I’m a pretty organized guy. If I weren’t, it would be possible to get all the things done in a day that I try to accomplish. (I have even gotten all my e-mail up to date!)
Still, a few times a day I get an e-mail from someone with incomplete information.
Earlier in the day I wrote to a new member applicant and asked them to send me a resume with their educational information. Not a smart thing to leave off your resume, but okay, these things happen. He was also lacking a sponsor as far as I knew, so I mentioned that as well.
The note back read in part: “Attached is a revised resume and, oh by the way, I do have a sponsor and I sent that information in already.”
Okay, let’s see if I understand this. He knows that I don’t know the name of his sponsor, (otherwise I wouldn’t have mentioned it), but he simply made a reference to the fact that I somehow had it. Just exactly how difficult would it have been for him to have told me again? As Yogi Berra once said “You can’t make this stuff up.”
I get other messages during the week which sound quite urgent and end with: “Please call me.” If you think that a phone number follows their signature, you’d be wrong. Sometimes they have even changed jobs and want help finding someone to hire. If you think they end with their FULL business card information and/or have updated their directory listing, you’d be wrong.

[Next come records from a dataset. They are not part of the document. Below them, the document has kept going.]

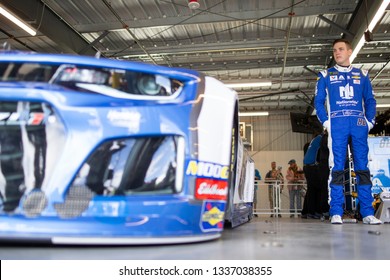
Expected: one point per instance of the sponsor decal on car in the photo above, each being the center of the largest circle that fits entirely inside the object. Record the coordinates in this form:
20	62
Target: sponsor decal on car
212	216
14	118
211	189
207	170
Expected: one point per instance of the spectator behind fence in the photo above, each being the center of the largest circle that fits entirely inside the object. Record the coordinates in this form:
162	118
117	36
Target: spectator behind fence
273	177
295	179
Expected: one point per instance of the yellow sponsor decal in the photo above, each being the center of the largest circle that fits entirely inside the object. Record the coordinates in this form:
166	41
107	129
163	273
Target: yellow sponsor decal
213	216
207	169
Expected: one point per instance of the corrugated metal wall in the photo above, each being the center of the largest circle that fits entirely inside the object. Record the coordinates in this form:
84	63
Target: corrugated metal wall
274	133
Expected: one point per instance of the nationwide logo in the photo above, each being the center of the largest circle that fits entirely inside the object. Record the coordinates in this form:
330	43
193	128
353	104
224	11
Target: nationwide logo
211	189
207	169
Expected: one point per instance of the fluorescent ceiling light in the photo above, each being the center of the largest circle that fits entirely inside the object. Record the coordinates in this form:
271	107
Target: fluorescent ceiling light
252	114
258	84
17	21
378	15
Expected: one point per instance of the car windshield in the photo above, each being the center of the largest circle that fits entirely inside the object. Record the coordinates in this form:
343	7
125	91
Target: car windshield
117	83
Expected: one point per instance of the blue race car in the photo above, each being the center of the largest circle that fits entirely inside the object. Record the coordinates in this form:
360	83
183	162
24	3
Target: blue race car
100	151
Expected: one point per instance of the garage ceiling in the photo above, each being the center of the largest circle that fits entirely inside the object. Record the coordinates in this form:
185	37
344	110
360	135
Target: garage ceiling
283	41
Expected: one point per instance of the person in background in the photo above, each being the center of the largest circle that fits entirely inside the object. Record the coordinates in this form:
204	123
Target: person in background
257	179
273	177
295	179
348	117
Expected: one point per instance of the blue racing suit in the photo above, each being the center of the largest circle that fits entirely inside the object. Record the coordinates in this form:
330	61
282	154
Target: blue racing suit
348	116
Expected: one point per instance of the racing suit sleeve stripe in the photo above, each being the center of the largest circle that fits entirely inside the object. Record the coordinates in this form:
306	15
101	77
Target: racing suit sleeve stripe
320	97
369	100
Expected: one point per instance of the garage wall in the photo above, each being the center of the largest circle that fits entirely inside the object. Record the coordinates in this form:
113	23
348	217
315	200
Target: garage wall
274	133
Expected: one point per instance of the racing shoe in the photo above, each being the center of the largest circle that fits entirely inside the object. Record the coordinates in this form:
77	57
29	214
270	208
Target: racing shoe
371	220
336	219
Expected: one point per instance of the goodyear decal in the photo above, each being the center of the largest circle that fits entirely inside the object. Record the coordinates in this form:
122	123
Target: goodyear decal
207	169
212	216
211	189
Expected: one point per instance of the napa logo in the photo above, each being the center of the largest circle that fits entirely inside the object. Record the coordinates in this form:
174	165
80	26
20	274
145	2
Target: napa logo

I sometimes wonder if I am losing my mind. Is it possible that the sender of these messages is unaware that I am lacking some critical piece of information? I have to believe that this is the case.
Subjects in the e-mails I get are also often lacking in clear thinking. (By the way, “Hi” is a really bad one.) Is it really all that difficult to come up with a meaningful subject? Friends, it is worth the effort.

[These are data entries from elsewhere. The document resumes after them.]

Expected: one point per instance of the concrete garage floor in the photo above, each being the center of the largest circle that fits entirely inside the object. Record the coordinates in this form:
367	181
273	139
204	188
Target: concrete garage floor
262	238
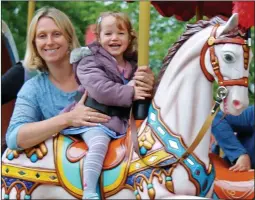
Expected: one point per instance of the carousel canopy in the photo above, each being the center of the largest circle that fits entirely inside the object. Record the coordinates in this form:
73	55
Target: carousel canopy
185	10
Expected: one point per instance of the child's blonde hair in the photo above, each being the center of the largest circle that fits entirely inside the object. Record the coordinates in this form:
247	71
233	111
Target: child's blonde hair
121	18
32	59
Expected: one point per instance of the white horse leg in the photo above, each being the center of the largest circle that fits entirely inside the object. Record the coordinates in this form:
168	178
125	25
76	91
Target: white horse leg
123	194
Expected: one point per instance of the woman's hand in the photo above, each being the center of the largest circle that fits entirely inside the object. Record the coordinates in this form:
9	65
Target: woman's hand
84	116
144	78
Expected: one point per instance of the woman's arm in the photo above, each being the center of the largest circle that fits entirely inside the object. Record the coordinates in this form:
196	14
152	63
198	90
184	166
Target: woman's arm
27	128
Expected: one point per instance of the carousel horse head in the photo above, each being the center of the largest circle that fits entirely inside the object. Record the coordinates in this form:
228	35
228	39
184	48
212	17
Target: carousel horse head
223	55
225	58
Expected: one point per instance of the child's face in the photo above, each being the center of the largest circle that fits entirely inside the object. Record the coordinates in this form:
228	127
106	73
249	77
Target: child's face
114	37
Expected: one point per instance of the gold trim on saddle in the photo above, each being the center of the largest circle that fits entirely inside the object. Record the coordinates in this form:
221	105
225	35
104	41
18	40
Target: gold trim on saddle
154	157
30	174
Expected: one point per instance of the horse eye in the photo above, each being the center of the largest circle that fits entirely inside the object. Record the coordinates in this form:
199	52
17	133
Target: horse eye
228	58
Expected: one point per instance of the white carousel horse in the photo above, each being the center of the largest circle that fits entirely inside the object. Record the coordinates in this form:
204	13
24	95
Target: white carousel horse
183	100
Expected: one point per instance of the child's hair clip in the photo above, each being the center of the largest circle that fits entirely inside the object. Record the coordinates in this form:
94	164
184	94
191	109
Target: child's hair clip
99	20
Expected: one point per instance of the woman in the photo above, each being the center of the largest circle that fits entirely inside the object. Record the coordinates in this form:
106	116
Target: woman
51	37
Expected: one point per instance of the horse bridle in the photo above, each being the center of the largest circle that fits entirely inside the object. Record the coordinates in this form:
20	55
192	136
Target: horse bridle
222	91
211	42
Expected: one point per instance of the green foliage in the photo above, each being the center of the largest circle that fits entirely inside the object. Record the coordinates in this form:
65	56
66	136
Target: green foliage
163	31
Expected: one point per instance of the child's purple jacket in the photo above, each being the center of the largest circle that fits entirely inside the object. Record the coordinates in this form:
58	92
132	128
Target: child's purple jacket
99	75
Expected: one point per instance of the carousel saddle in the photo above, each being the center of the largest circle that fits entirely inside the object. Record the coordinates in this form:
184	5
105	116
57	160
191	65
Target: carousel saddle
115	154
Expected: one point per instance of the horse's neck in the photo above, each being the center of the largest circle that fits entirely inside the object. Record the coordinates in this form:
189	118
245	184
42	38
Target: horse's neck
185	98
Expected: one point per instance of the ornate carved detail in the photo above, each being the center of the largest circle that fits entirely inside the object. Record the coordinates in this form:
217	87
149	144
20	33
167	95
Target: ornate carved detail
33	153
146	141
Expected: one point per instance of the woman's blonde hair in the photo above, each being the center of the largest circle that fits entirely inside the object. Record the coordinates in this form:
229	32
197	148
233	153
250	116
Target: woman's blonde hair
121	18
32	59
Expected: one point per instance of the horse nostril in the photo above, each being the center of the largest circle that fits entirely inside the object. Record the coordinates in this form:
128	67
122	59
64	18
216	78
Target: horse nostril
237	104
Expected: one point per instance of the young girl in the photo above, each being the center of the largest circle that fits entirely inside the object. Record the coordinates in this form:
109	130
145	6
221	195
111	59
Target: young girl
105	71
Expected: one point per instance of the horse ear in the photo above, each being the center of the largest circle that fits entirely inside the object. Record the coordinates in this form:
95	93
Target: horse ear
231	24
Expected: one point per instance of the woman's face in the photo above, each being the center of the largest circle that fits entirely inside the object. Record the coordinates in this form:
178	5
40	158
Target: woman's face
114	39
50	42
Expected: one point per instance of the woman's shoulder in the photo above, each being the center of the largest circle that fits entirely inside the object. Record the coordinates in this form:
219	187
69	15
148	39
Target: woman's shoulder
36	82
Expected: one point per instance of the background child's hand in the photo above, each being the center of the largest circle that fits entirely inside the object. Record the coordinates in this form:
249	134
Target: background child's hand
140	93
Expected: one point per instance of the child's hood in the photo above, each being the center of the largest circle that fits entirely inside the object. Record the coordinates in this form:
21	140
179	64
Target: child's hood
79	53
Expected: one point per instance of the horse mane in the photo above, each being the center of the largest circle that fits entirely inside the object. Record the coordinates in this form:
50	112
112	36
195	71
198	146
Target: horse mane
191	29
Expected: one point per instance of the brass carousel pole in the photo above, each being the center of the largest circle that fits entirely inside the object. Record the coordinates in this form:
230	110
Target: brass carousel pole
144	33
140	109
31	9
199	10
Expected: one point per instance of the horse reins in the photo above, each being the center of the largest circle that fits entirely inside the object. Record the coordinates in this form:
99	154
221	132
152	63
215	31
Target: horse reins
221	92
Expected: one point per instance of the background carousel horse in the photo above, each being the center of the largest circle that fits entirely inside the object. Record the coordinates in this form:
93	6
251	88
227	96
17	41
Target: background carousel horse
183	100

I often get the question: “Should I send a resume when I want to network with a fellow member of The FENG?” I always answer yes! In today’s electronic world it doesn’t cost anything and it makes it easier for me to know if I want to speak with you. It also will save us both a lot of time. If I have your resume when you call, you don’t have to “explain” your background in quite as much detail. I can also sort of be prepared to know if I can really help.
I have also amazingly seen resumes where the current employer is left off. In parenthesis after is the phrase (if interested, please ask). Does anyone really think that someone will? I guess they do. Well, again, they’d be wrong. No one actually has time for guessing games. (Or, the proverbial puzzle within an enigma.)
As you write your business and personal communications in the days, weeks and months to come, think before you hit send and ask yourself: If the person at the other end is perhaps getting more that one e-mail today, will he/she know what I am talking about? (By the way, “Thanks for your help!” from an AOL user is usually followed in my mind by “For what?”. If you don’t our earlier correspondence, it isn’t there and I will have to search my sent mail to know what I did.)